OASVMCLASS

Description

OASVMCLASS uses Support Vector Machine (SVM) technology to run a supervised classification based on an SVM training model you specify.

Parameters

Name	Type	Caption	Length	Value range
FILV*	String	Input vector file name	1 - 192
DBVS*	Integer	Segment number of vector layer	1 - 1	1 -
TRNMODEL*	String	Text file containing training model	1 - 192
FILO*	String	Output vector file name	1 - 192
DBOV	Integer	Output vector segment	0 - 1
FTYPE	String	Output file type	0 - 3	PIX \| SHP Default: PIX
CLASSFLD	String	Output classes field name	0 - 192	Default: Class
LABELFLD	String	Output class label field name	0 - 192	Default: Label
PROBFLD	String	Output class voting probability field name	0 - 192	Default: Prob

* Required parameter

Parameter descriptions

FILV

The name of the file containing the segmentation vector layer to classify.

DBVS

The segment number of the vector layer that contains the vector polygons with attributes to classify.

TRNMODEL

The text file created by running OASVMTRAIN that contains the parameters of the SVM training model.

The file name extension must be .txt.

FILO

The name of the file to which to write the classification result. If FILO does not exist, a new file will be created. If FILO does exist, it will be modified. FILO can be set to FILV, provided FILV is updateable.

DBOV

The segment number of the vector layer of the output file to which to write the results of the classification.

When FILO does not exist, DBOV will be ignored.

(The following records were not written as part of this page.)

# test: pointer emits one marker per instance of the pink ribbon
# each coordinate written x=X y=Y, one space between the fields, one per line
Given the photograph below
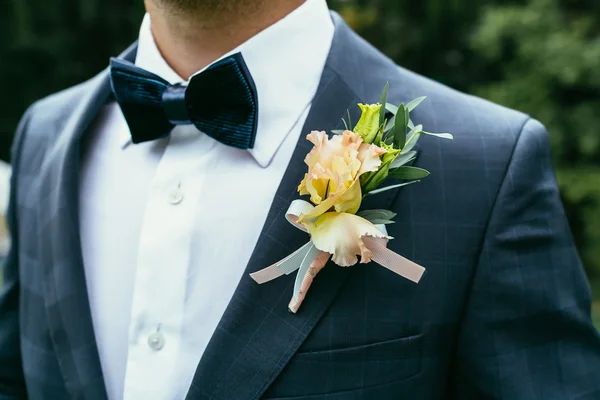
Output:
x=310 y=261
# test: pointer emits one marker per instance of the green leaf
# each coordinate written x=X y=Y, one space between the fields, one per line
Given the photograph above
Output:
x=371 y=215
x=400 y=122
x=379 y=136
x=403 y=159
x=383 y=100
x=391 y=187
x=406 y=172
x=391 y=108
x=376 y=178
x=440 y=135
x=412 y=141
x=389 y=125
x=345 y=124
x=415 y=103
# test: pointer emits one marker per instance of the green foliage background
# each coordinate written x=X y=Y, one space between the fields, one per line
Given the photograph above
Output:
x=539 y=56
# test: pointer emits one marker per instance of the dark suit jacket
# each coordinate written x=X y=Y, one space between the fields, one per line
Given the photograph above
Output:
x=503 y=312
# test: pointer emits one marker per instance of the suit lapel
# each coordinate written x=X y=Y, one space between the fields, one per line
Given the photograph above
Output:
x=66 y=297
x=257 y=335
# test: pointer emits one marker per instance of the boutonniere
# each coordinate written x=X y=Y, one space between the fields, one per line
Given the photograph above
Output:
x=342 y=171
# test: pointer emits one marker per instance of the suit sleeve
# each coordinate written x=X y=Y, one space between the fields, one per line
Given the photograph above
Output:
x=12 y=383
x=526 y=330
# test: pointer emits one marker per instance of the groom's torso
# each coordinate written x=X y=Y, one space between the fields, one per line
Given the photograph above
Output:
x=361 y=333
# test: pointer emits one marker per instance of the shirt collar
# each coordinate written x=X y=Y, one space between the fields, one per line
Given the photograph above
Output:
x=286 y=61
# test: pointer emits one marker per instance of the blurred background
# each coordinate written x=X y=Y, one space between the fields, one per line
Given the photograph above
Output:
x=539 y=56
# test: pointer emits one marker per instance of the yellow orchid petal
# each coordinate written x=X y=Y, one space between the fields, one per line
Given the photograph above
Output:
x=350 y=200
x=341 y=234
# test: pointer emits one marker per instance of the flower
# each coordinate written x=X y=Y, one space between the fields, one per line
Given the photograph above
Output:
x=341 y=234
x=368 y=126
x=334 y=168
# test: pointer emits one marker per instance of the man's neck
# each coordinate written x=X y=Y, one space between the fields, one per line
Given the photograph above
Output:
x=189 y=41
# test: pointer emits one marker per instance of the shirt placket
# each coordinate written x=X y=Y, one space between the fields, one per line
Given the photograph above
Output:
x=163 y=262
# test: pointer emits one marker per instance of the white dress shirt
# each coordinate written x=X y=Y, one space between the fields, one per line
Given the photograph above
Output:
x=168 y=227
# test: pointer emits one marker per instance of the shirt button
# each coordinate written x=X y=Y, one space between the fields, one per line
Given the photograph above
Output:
x=176 y=196
x=156 y=341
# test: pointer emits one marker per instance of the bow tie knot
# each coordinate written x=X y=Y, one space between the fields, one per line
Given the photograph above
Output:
x=220 y=101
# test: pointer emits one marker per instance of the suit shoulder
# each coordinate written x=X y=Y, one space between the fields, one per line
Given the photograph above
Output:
x=58 y=106
x=365 y=70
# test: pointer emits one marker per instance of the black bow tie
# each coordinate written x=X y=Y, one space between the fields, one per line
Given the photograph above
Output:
x=220 y=101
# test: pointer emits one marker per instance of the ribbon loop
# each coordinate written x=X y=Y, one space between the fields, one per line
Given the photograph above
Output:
x=308 y=260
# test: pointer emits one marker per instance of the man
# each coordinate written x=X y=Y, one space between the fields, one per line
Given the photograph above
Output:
x=134 y=235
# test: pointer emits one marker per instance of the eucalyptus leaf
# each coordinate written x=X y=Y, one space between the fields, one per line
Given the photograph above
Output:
x=400 y=123
x=415 y=103
x=385 y=189
x=383 y=100
x=440 y=135
x=377 y=177
x=389 y=125
x=411 y=143
x=345 y=123
x=403 y=159
x=407 y=172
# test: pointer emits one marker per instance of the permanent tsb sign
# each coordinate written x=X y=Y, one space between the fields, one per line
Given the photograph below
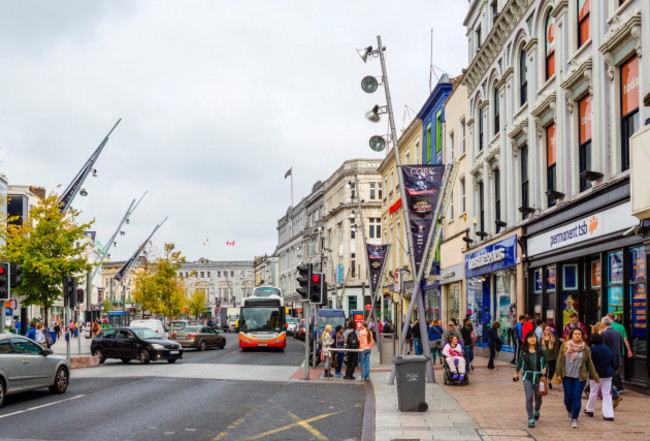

The results will be written to the new file.

When FILO does exist, if DBOV is specified it must be the number of an existing vector segment that will be overwritten. When FILO does exist and DBOV is not specified, a new vector segment will be appended to FILO.

FTYPE

The format of the output file.

The following formats are supported:

PIX: PCIDSK
SHP: ArcView shapefile (ESRI)

The default is PIX.

CLASSFLD

The field name of the output vector segment attribute table that contains the class names.

In the output file, a class name will be written to each object of the segmentation vector layer specified as input.

LABELFLD

The field name of the output vector segment attribute table that contains the class labels.

In the output file, a class ID corresponding to an integer will be written to each object of the segmentation vector layer specified as input.

PROBFLD

The field name of the output vector segment attribute table that contains the class voting probabilities.

In the output file, a class probability (membership) will be written to each object of the segmentation vector layer specified as input.

Details

SVM workflow

A typical workflow starts by running the OASEG algorithm, to segment your image into a series of object polygons. Next you would calculate a set of attributes (statistical, geometrical, textural, and so on) by running the OACALCATT algorithm. Alternatively, when you are working with SAR data, you would use OASEGSAR and OACALCATTSAR. You can then, in Focus Object Analyst, manually collect or import training samples for some land-cover or land-use classes; alternatively, use OAGTIMPORT for this task. The training samples are stored in a field of the segmentation attribute table with a default name of Training.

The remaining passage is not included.